И было большой удачей для попавшего в такой лагерь через несколько месяцев измывательств вечно пьяных тыловиков-энкавэдэшников получить год штрафбата, а не последнюю прогулку к расстрельному рву. Русские солдаты отдавали свои жизни на фронте за Родину, а Родина для большей мотивации своих солдат создала разветвлённую карательную машину. Если ты не можешь умереть за Родину на фронте, то знай – ты умрёшь в фильтрационном лагере.
После таких рассказов я начинал задумываться, а всё ли так хорошо устроено в этой стране. Лозунги-то провозглашаются хорошие, правильные, справедливые. Но вот действительность далека от тех идеалов, что провозгласили коммунисты, свергая царя.
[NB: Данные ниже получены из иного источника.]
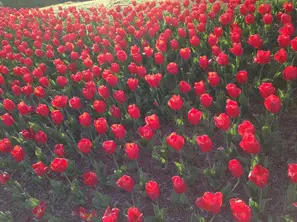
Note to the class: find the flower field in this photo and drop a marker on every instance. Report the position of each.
(153, 111)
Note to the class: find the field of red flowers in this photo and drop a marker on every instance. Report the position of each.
(155, 111)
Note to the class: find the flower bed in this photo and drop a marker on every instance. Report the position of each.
(148, 112)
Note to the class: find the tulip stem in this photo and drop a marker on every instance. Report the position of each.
(137, 165)
(233, 188)
(226, 140)
(214, 216)
(260, 199)
(132, 199)
(261, 73)
(115, 161)
(294, 193)
(67, 179)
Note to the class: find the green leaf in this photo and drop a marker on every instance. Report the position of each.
(38, 153)
(180, 168)
(291, 193)
(100, 200)
(100, 171)
(243, 100)
(143, 177)
(30, 203)
(226, 189)
(58, 187)
(6, 216)
(76, 195)
(175, 198)
(254, 161)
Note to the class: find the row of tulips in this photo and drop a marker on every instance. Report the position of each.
(94, 99)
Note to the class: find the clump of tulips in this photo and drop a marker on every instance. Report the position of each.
(96, 104)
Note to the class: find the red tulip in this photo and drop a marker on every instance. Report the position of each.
(259, 176)
(103, 91)
(42, 110)
(119, 96)
(134, 111)
(5, 145)
(272, 104)
(255, 41)
(237, 49)
(85, 119)
(40, 168)
(222, 121)
(184, 87)
(131, 150)
(176, 141)
(292, 172)
(199, 88)
(203, 62)
(101, 125)
(175, 102)
(223, 59)
(111, 215)
(59, 101)
(109, 146)
(99, 106)
(85, 145)
(235, 168)
(172, 68)
(233, 90)
(40, 137)
(75, 103)
(126, 183)
(134, 215)
(242, 76)
(146, 132)
(85, 215)
(8, 105)
(213, 79)
(250, 144)
(153, 79)
(59, 165)
(59, 150)
(211, 202)
(152, 121)
(204, 142)
(185, 53)
(7, 119)
(178, 184)
(246, 127)
(194, 116)
(240, 210)
(132, 84)
(232, 108)
(267, 19)
(90, 178)
(118, 131)
(18, 153)
(152, 190)
(57, 117)
(206, 100)
(39, 210)
(262, 57)
(290, 73)
(4, 178)
(266, 89)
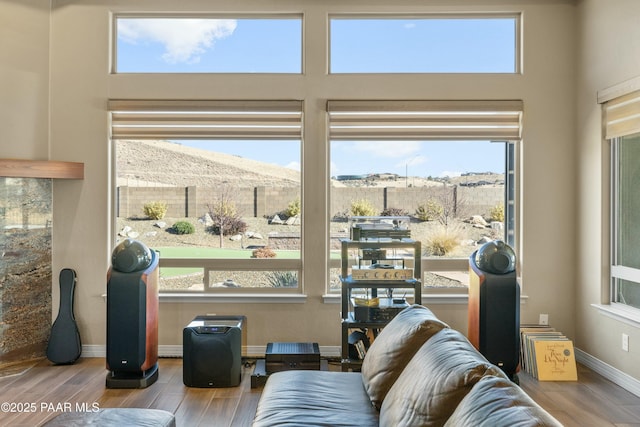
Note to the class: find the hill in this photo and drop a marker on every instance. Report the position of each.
(165, 163)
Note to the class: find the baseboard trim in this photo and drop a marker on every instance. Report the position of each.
(251, 351)
(256, 351)
(614, 375)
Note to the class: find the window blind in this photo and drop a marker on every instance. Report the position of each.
(622, 115)
(184, 119)
(425, 120)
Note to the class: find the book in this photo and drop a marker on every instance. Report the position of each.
(547, 354)
(555, 360)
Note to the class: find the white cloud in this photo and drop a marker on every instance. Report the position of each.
(386, 149)
(184, 40)
(294, 166)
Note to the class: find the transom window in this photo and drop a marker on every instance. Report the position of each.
(429, 44)
(208, 45)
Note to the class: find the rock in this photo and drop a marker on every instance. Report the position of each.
(484, 239)
(478, 220)
(293, 220)
(206, 220)
(229, 283)
(125, 231)
(276, 220)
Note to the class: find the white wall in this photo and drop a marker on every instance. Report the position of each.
(24, 79)
(608, 54)
(81, 85)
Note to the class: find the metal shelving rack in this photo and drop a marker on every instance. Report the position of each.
(349, 284)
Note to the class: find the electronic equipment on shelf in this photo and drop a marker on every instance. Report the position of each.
(386, 310)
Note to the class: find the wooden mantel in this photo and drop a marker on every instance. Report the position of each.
(15, 168)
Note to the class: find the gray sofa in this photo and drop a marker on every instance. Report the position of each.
(418, 372)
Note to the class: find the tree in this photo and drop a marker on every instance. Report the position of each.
(225, 216)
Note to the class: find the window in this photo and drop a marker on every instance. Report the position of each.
(625, 269)
(622, 129)
(208, 45)
(215, 188)
(437, 162)
(431, 44)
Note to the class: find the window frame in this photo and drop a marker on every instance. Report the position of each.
(129, 112)
(620, 104)
(618, 272)
(499, 121)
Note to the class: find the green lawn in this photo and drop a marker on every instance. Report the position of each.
(210, 253)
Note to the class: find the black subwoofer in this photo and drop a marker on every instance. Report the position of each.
(212, 351)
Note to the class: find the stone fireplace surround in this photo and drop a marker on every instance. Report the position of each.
(26, 278)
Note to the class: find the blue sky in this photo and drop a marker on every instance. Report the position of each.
(370, 45)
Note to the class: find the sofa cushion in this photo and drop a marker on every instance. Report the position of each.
(115, 417)
(315, 398)
(394, 347)
(434, 382)
(498, 402)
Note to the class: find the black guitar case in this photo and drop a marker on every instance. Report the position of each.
(64, 343)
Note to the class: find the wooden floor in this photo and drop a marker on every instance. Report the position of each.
(42, 392)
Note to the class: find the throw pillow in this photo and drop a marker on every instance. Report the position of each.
(435, 381)
(394, 347)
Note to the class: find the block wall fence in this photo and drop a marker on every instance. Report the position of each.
(268, 201)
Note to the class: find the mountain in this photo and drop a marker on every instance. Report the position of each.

Я начал думать, как можно исправить ситуацию, как, какими методами и способами можно бороться с этой несправедливостью большевистского режима. Иногда я заводил разговоры на эту тему с однокурсниками. Но они (по большей части) были запуганы комиссарами и особистами и избегали обсуждать эти опасные темы.
И вот я на фронте. Мне повезло, я почти не видел ужасов передовой. Моя батарея располагалась в трёх километрах от неё, в тылу. Мы должны были специальными приборами засекать звуки выстрелов вражеских орудий, вычислять их местоположение и передавать вычисленные координаты в штаб нашей бригады. А уж штаб бригады организовывал ответный огонь нашей артиллерии.
Сначала мы стояли на одном месте. Фронт отражал попытки немцев вызволить свои войска из огромного котла, в который Красная армия каким-то чудом смогла загнать всю группу армий «Центр» Вермахта. Погода стояла наипротивнейшая. Снег вперемешку с дождём. Днём – снежно-грязевая слякоть по колено.
Ночью – мороз, и слякоть превращается в ледяные остро-каменные буераки. Вечно мокро-замёрзшая шинель, негнущиеся сапоги от пропитавшей их и замёрзшей влаги. Меня спасло только то, что я почти сразу сообразил заставить своих солдат соорудить мне из нарубленного тайком леса землянку. В землянку ещё при строительстве заволокли трофейную немецкую полевую кухню, и её можно было использовать вместо печки. Вот в этой землянке я и сидел, отогреваясь, пока не приходил очередной приказ из штаба дивизиона или бригады. Часто это бывали приказы ни о чём. Но всё равно надо было выбираться из тепла и уюта землянки и идти дублировать эти бестолковые приказы своим подчинённым.
Несмотря на то что моя батарея не принимала участия в собственно боевых действиях, количество солдат в ней постоянно уменьшалось. Не смерти и ранения были тому виной, а отсутствие заботы со стороны высокого начальства. Оно абсолютно не заботилось о том, где и как размещены солдаты. Никакого жилья у нас поблизости не было. Даже обычных палаток не было у нас на батарее. Окопы и выкопанные в мёрзлой земле щели были ночным пристанищем русских воинов. Вот в этих стылых окопах и теряли здоровье защитники этой страны. Почти половина солдат моей батареи была отправлена в госпиталь с обморожениями и воспалениями лёгких.
Лес рубить командование нам запрещало. Маскировку нельзя было нарушать ни под каким предлогом. Однажды мои солдаты нарубили елового лапника и соорудили из него шалаш. Но в тот же день на наши позиции приехал комиссар из бригады и заставил спалить этот шалаш, а мне объявил выговор за неумение организовать размещение личного состава и за нарушение маскировки.
Время шло, весна вступала в свои права, снег почти везде растаял, но до летнего тепла было ещё далеко. Неожиданно для всех нас немцы в белорусском котле начали сдаваться, а наш фронт стал неторопливо продвигаться к новой границе. Однажды мне повезло. Моя батарея, как обычно, развернула своё оборудование и чутко ловила звуки вражеской стрельбы. По координатам, которые я тогда выдал в штаб бригады, был нанесён артиллерийский удар. Как потом оказалось – весьма успешный. Что-то там действительно серьёзное удалось уничтожить в тылу у немцев. Даже вроде бы какого-то немецкого генерала убило. За это я получил свой первый и, скорее всего, единственный орден. Орден Отечественной войны.